While I was busy suffering from my PTND, husband was busy enjoying himself.  It turns out the Nutcracker is rife with British cultural references, including the 1970s Cadbury fruit and nut case ad and the inspiration for Keith Lemon’s Celebrity Juice Russian dance (you have to wait for it, but it does come around 1:30).  In the end I found some consolation in the production, mostly in the fact that the role of reindeer-pulling-the-Snow-Queen-sled did not exist in my local production.  I got over being hidden underneath a drag queen’s skirt, but I may never have recovered from a walk-on part in a white unitard and jingle bells.

Boston Cotswolds

Countdown to Boston

With only two weeks to go in the Cotswolds, the move to Boston is starting to feel very real. The cottage has been rented, our temporary housing in Cambridge arranged, and all but five items on my thirty-five item strong “to do” list have been crossed off.  (I am starting to find new ones though, like buying that box of mini-mince pies at Waitrose yesterday so we can have a bit of England in Boston come Christmas time.)

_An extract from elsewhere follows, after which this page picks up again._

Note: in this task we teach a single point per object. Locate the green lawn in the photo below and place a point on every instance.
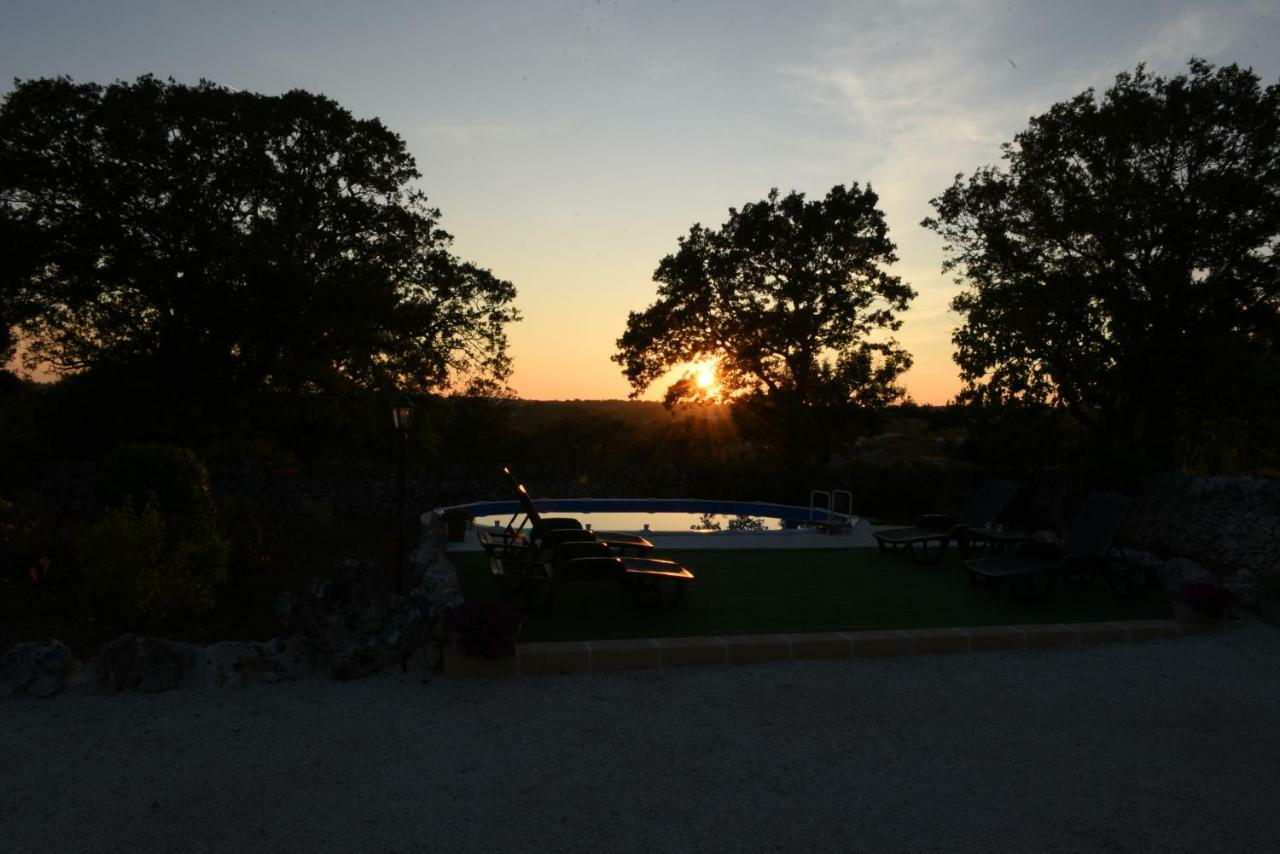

What remains ahead are movers and farewells. I have meetings in London on Tuesday, so we will say our goodbyes to the city then. I should be doing those things I somehow never got around to doing, like visiting the Soane Museum and walking around the dome of St. Paul’s, but instead I am pretty sure we will just have a coffee at Bar Italia, a glass of prosecco at Negozio Classica, and dinner at the Electric, all things we have done tens of times before. It is, after all, the routines that you miss.

In the Cotswolds I will say my goodbyes this way.  I will ride my bike to Burford one more time, stopping for awhile at the point that looks like a Turner landscape painting right by the Windrush in Sherborne. I will get irritated at how long the line is at the Abbey Home Farm café near Ciren, but wait anyway for one more delicious vegetarian lunch. We will buy drinks for the regulars at the wine bar next Saturday and the next morning we will go to church, where I will join Dorothy in asking for good health for the queen in the prayers of penitence and, if I am lucky, we will sing a rousing rendition of Christ Triumphant Ever Reigning to the tune of Guiting Power. And then, on our very last day, we will partake in the British institution of Sunday roast with close friends.  Like I said, it’s the routines you miss.